Las botellas de Fernet vacías que suelen quedar después de una juntada pueden convertirse en un portavelas elegante y rústico, ideal para mesas, livings o balcones. El vidrio oscuro y grueso de este tipo de botellas es perfecto para crear una luz cálida y envolvente, sin necesidad de gastar dinero ni sumar objetos descartables.
Por qué las botellas de Fernet son ideales para este reciclaje
Este tipo de botella tiene varias ventajas claras para decoración:
Vidrio oscuro, que suaviza la luz de la vela
Grosor resistente, ideal para cortar
Estética rústica que combina con madera y fibras naturales
Tamaño perfecto para velas tipo tealight o votivas
Además, es un objeto muy común en casas argentinas, fácil de reutilizar.

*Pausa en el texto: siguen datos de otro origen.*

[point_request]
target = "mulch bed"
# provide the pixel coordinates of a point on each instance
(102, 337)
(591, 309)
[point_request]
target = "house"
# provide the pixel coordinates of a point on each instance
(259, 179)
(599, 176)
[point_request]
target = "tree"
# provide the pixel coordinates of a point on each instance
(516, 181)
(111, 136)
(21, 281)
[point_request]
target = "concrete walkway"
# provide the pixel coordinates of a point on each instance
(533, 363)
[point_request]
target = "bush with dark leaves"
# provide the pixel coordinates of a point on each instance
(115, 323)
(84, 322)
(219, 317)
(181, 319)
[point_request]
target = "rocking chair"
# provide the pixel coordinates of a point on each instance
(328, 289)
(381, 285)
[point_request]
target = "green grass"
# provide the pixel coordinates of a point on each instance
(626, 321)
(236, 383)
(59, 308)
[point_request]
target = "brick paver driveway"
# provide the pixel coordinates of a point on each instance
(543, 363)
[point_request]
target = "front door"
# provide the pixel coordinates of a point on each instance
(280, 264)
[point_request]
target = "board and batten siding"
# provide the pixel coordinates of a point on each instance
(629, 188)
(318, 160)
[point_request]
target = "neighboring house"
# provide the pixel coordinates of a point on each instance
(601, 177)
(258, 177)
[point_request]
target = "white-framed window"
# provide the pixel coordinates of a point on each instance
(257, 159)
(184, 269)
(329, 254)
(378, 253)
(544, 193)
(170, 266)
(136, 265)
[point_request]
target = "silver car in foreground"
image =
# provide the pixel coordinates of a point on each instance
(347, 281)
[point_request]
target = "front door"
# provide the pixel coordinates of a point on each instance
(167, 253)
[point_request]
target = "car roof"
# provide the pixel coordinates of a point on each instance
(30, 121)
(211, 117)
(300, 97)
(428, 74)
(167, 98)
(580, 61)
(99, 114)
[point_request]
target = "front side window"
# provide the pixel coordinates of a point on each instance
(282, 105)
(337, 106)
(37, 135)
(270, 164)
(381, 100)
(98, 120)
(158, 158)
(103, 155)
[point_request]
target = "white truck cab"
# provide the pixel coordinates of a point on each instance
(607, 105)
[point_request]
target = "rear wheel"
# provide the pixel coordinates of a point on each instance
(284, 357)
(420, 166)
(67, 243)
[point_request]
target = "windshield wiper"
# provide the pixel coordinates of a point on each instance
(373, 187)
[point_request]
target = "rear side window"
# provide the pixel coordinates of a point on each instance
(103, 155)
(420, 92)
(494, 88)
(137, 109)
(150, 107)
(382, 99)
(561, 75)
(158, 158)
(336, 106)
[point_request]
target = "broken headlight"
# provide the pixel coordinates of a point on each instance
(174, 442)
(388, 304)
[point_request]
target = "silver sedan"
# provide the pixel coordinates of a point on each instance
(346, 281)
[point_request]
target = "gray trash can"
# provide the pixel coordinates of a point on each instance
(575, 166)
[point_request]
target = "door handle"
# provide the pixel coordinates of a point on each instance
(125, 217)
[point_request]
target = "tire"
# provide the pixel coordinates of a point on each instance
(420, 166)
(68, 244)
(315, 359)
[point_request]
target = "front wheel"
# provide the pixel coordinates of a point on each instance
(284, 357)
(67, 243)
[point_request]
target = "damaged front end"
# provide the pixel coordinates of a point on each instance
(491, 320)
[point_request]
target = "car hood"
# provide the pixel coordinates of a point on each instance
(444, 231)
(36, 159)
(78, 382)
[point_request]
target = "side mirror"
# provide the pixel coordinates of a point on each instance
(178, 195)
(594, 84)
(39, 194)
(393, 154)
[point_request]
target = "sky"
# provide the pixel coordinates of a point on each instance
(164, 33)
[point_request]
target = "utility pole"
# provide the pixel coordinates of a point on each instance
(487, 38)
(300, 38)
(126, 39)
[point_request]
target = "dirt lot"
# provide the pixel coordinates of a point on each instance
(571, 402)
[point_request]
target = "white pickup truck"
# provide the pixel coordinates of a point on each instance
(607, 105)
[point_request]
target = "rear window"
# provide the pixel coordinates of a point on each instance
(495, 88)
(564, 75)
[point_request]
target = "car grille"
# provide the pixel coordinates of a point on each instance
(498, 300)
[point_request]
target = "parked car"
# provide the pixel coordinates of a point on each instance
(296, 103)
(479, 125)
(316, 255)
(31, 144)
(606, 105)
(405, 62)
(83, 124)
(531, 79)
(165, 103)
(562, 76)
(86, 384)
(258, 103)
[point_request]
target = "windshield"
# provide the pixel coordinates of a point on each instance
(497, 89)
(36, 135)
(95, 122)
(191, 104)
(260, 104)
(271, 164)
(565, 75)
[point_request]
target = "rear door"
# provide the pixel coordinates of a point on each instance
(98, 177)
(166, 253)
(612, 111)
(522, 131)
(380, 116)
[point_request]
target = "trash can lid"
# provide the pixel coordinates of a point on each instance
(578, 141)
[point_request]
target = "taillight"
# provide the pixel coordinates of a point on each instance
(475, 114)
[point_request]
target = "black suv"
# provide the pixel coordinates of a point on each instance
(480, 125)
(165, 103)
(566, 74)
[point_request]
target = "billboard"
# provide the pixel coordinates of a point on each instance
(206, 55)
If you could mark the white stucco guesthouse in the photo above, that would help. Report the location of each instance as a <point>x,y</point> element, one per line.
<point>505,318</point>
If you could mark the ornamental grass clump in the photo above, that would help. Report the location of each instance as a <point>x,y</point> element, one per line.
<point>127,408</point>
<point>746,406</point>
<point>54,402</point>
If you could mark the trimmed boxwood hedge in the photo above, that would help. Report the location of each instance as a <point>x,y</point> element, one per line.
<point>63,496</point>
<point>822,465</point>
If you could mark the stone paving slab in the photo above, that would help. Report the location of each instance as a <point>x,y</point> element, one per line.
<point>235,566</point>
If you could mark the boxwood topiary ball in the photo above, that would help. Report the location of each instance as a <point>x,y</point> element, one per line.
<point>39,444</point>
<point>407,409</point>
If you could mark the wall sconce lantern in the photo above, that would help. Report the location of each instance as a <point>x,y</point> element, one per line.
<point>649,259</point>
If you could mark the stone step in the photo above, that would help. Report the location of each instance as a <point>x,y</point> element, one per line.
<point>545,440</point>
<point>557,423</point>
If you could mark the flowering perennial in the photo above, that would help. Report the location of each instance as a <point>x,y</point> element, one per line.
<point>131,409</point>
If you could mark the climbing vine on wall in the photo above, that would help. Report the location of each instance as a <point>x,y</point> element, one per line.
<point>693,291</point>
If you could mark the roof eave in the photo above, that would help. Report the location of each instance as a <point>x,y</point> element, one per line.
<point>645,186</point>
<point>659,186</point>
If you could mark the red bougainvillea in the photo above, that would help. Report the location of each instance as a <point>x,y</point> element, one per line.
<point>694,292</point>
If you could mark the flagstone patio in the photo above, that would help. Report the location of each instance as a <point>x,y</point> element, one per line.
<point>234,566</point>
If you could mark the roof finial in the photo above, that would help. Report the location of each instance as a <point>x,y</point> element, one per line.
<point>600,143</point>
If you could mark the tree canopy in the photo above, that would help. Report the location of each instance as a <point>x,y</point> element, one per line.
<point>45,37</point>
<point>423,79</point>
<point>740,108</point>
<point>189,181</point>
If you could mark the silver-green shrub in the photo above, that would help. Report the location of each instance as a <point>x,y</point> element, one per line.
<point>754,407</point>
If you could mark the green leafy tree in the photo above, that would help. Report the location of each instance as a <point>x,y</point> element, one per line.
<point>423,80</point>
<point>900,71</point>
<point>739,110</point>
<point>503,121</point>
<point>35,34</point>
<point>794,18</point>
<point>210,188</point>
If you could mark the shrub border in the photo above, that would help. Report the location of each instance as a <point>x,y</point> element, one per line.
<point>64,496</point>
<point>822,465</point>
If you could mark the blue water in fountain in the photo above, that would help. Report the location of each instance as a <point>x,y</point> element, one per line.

Qué materiales vas a necesitar
Para armar este portavelas no hace falta nada raro:
Botella de Fernet vacía y limpia
Cortavidrios o método de corte con hilo y calor
Vela pequeña (tealight o LED)
Base de madera o apoyo resistente
Lija fina para los bordes
Opcional: barniz para la base o aceite para resaltar la madera.
Cómo transformar la botella en un portavelas
Retirá la etiqueta y lavá bien la botella.
Marcá la altura deseada (generalmente la parte inferior).
Cortá la botella con cuidado y lijá los bordes hasta que queden suaves.
Colocá una vela en el interior.
Apoyá el portavelas sobre una rodaja de madera o superficie firme.
El vidrio oscuro genera un efecto visual cálido y muy decorativo.
Dónde queda mejor este portavelas reciclado
Este tipo de adorno funciona muy bien en:
Mesas de comedor
Mesas bajas
Balcones y galerías
Reuniones nocturnas
Centros de mesa sencillos
También se pueden hacer varios portavelas con distintas alturas para lograr un conjunto más impactante.
Un reciclaje simple, real y con identidad
Este reciclaje demuestra que un objeto cotidiano puede transformarse en una pieza decorativa con carácter. No es una manualidad improvisada: es una solución estética, funcional y reutilizable.